Changing the Order of Lines
The next step is to actually flip the first and second lines of each three-line sequence so that the link appears before the title. This sounds fairly daunting, but it turns out that it's a perfect job for awk., a simple interpreted programming language that's been included with Unix since the very beginning of the Operating System You could certainly use Perl for this too, though if you were going to crack open a Perl script, you'd probably just write this entire script in Perl. But that wouldn't be any where near as interesting as a nice handy shell script, would it?
So here's another version of the script, but with the necessary awk syntax tucked in so we can change the order of lines in the output stream:
#!/bin/sh
# Get the latest Linux news from LinuxWorld.com
url="http://www.linuxworld.com/topic_content/c_news.rss"
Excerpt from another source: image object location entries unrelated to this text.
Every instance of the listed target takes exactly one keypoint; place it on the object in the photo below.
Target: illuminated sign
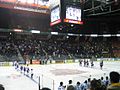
(28, 5)
(73, 21)
(73, 13)
(55, 22)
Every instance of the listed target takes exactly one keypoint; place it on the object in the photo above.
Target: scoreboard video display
(29, 5)
(73, 13)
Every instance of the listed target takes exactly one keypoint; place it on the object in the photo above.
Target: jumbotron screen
(55, 16)
(29, 5)
(73, 13)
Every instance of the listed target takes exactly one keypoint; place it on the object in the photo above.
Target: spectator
(1, 87)
(84, 85)
(78, 86)
(96, 85)
(45, 88)
(114, 78)
(70, 86)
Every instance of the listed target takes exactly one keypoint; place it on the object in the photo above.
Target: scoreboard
(29, 5)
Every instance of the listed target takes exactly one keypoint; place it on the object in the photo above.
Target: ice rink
(52, 74)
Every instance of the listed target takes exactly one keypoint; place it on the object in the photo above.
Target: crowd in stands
(85, 47)
(111, 82)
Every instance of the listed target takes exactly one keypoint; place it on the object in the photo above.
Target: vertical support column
(39, 83)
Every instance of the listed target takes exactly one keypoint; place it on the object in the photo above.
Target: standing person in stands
(101, 64)
(1, 87)
(78, 86)
(115, 81)
(70, 86)
(61, 87)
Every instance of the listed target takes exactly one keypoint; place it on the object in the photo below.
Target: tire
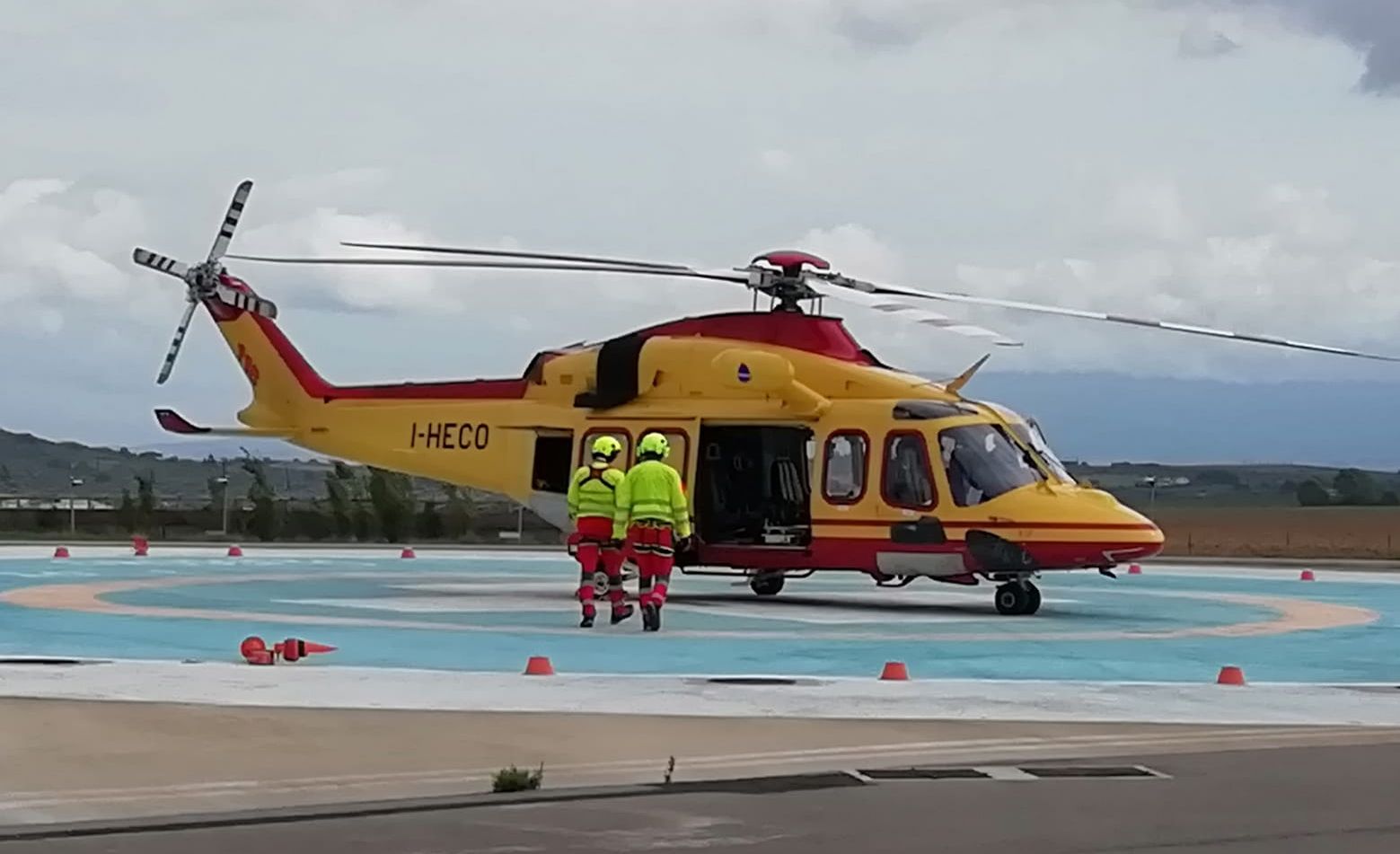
(1011, 600)
(768, 584)
(1032, 601)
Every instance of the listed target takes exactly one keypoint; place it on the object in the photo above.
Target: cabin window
(844, 466)
(983, 462)
(586, 448)
(908, 478)
(679, 443)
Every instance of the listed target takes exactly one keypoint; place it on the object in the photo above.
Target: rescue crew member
(654, 518)
(593, 507)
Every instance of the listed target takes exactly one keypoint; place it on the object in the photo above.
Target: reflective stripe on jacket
(651, 490)
(593, 491)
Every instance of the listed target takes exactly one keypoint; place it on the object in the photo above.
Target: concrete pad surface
(77, 761)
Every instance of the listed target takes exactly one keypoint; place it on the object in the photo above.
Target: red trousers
(653, 543)
(594, 550)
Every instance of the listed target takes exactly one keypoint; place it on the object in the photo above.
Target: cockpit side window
(983, 462)
(908, 480)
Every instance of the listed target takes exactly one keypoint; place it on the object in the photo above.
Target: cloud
(1371, 27)
(1202, 40)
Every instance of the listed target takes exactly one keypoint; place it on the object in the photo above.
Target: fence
(297, 521)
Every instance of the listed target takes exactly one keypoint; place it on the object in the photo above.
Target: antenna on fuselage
(961, 380)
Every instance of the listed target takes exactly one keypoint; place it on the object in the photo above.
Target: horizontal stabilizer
(172, 422)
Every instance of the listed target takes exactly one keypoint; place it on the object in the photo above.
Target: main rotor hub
(787, 283)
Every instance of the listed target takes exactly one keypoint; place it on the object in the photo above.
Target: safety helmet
(606, 447)
(654, 444)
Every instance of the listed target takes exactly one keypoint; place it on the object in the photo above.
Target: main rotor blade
(911, 313)
(158, 262)
(613, 262)
(1111, 318)
(495, 265)
(225, 232)
(180, 338)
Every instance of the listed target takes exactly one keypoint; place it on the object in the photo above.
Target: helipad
(490, 611)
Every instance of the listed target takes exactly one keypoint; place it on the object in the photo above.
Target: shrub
(517, 780)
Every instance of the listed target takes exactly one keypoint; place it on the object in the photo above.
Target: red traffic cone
(894, 671)
(1231, 675)
(293, 648)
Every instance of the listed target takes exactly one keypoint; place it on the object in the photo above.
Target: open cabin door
(552, 465)
(753, 485)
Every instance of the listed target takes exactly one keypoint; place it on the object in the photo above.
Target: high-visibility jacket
(593, 491)
(651, 490)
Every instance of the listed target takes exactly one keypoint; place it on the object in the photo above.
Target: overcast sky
(1228, 163)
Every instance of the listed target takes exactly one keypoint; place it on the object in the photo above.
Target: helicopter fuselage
(798, 450)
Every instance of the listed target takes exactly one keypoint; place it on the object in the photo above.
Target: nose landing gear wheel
(1018, 600)
(766, 584)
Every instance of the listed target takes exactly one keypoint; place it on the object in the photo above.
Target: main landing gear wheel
(1018, 600)
(766, 584)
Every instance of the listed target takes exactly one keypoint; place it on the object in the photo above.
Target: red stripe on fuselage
(999, 524)
(857, 553)
(317, 387)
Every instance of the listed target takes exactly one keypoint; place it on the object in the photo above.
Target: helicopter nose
(1095, 533)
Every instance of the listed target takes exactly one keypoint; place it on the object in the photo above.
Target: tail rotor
(205, 280)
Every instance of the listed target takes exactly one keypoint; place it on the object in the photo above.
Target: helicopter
(798, 450)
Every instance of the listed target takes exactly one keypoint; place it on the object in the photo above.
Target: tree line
(1350, 488)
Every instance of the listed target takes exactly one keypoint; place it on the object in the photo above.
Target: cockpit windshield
(983, 462)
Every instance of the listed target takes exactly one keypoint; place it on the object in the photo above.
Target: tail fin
(283, 383)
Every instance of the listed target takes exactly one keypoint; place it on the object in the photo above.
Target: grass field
(1280, 531)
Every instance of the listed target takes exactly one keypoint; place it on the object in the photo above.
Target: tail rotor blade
(225, 232)
(158, 262)
(177, 340)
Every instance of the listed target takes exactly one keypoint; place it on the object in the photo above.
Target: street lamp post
(223, 485)
(73, 505)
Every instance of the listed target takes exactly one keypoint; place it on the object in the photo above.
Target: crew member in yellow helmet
(654, 517)
(593, 507)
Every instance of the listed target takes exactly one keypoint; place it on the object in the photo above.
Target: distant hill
(38, 468)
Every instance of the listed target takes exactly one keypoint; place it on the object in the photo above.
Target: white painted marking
(320, 685)
(1004, 771)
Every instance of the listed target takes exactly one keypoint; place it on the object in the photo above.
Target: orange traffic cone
(894, 671)
(1231, 675)
(539, 665)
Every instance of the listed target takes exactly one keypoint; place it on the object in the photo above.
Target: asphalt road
(1276, 801)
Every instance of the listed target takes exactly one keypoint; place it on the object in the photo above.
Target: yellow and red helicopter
(798, 448)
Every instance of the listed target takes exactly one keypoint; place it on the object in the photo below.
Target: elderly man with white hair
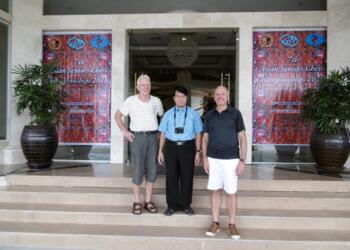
(143, 110)
(224, 147)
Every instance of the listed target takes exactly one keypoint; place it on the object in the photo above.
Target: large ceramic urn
(39, 145)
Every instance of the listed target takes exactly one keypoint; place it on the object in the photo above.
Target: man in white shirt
(143, 137)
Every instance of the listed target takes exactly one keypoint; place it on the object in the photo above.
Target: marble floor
(255, 171)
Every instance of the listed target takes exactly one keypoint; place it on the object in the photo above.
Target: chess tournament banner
(285, 64)
(84, 60)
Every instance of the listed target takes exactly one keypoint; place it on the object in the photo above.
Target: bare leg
(149, 191)
(231, 206)
(216, 204)
(136, 189)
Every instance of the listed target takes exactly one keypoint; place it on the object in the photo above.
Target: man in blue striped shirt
(180, 129)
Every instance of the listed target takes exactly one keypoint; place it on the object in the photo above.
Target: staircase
(85, 212)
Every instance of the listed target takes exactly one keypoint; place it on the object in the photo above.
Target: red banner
(85, 72)
(285, 64)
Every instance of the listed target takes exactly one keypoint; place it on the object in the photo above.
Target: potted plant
(36, 89)
(328, 107)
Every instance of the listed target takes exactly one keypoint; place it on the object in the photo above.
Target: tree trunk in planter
(330, 151)
(39, 145)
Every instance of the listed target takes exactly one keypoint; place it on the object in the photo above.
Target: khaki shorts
(144, 150)
(222, 174)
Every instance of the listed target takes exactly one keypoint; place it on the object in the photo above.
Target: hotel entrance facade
(265, 52)
(224, 47)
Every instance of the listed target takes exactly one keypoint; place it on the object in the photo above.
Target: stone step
(201, 198)
(200, 182)
(103, 237)
(121, 215)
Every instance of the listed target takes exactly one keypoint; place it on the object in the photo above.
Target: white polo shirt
(143, 115)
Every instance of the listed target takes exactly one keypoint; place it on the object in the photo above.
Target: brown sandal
(137, 208)
(150, 207)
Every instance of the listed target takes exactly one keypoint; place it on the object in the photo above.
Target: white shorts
(222, 175)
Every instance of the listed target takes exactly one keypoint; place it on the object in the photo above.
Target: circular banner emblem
(76, 43)
(289, 40)
(266, 41)
(315, 39)
(99, 42)
(55, 43)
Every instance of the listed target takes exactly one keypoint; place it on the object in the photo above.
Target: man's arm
(198, 149)
(243, 150)
(205, 140)
(118, 118)
(160, 150)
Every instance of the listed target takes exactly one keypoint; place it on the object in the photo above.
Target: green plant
(37, 89)
(328, 106)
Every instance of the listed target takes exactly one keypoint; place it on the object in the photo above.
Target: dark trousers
(179, 162)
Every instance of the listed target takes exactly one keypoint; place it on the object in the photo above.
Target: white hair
(142, 78)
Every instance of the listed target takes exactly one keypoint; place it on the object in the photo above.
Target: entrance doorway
(198, 59)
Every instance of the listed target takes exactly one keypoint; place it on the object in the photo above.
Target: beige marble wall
(28, 24)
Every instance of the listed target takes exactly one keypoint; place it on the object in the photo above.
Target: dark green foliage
(329, 105)
(37, 89)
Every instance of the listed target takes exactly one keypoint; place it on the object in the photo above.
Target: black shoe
(188, 211)
(169, 211)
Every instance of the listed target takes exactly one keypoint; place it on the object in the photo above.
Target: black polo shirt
(223, 129)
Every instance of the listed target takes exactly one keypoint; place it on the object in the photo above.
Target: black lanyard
(175, 117)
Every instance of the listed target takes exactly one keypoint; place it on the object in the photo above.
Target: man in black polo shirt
(224, 147)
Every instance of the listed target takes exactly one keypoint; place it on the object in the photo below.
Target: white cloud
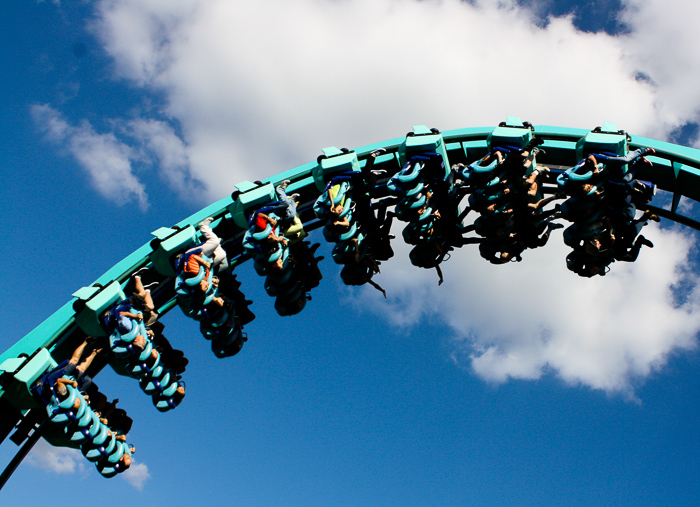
(159, 141)
(522, 321)
(137, 475)
(60, 460)
(259, 87)
(106, 160)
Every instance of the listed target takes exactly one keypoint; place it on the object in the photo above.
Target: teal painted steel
(676, 170)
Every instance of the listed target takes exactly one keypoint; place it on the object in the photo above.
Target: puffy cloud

temp="/tmp/$(basename $0).$$" ; trap "/bin/rm -f $temp" 0
cat << "EOF" > $temp
{ if (NR % 3 == 1) {
title=$0
} else if (NR % 3 == 2) {
link=$0
} else {
print link; print title ; print $0
}
}
EOF
/usr/bin/curl --silent "$url" | \
grep -E '(<title|<link|<desc)' | \
sed -n '4,$p' | \
awk -f $temp
This is really close to the final format, believe it or not. Here's the output, you can see for yourself:
$ sh get-linuxworld-news.sh | head -3
<link>http://www.linuxworld.com/story/43917.htm</link>
<title>Flash To be Ported to Linux?</title>
<description>Hard on the heels on the Linux version of Flash Player, the free player for displaying Flash content, and Linux flavors of several server applications, Macromedia is contemplating a more comprehensive move toward Linux, said its chief software architect this week - starting, he thinks, with Flash MX.</description>
All that's left is to turn the XML tags into HTML tags, which can be done with sed in a much more traditional and typical application of the utility:
/usr/bin/curl --silent "$url" | \
grep -E '(<title|<link|<desc)' | \
sed -n '4,$p' | \
awk -f $temp | \
sed -e 's/<link>/<li><a href="/' -e 's/<\/link>/">/' \
-e 's/<title>//' -e 's/<\/title>/<\/a><br>/' \
-e 's/<description>//' -e 's/<\/description>/<\/li>/'
The result of this updated script is almost exactly what I'd like:
$ sh get-linuxworld-news.sh | head -3
<li><a href="http://www.linuxworld.com/story/43917.htm">
Flash To be Ported to Linux?</a><br>
Hard on the heels on the Linux version of Flash Player, the free player for displaying Flash content, and Linux flavors of several server applications, Macromedia is contemplating a more comprehensive move toward Linux, said its chief software architect this week - starting, he thinks, with Flash MX.</li>
The only problem here is that we need to add a <ul> to the top and a </ul> to the bottom, which is easily done with two additional echo statements. Put it all together and here's the final script:
#!/bin/sh
# Get the latest Linux news from LinuxWorld.com
url="http://www.linuxworld.com/topic_content/c_news.rss"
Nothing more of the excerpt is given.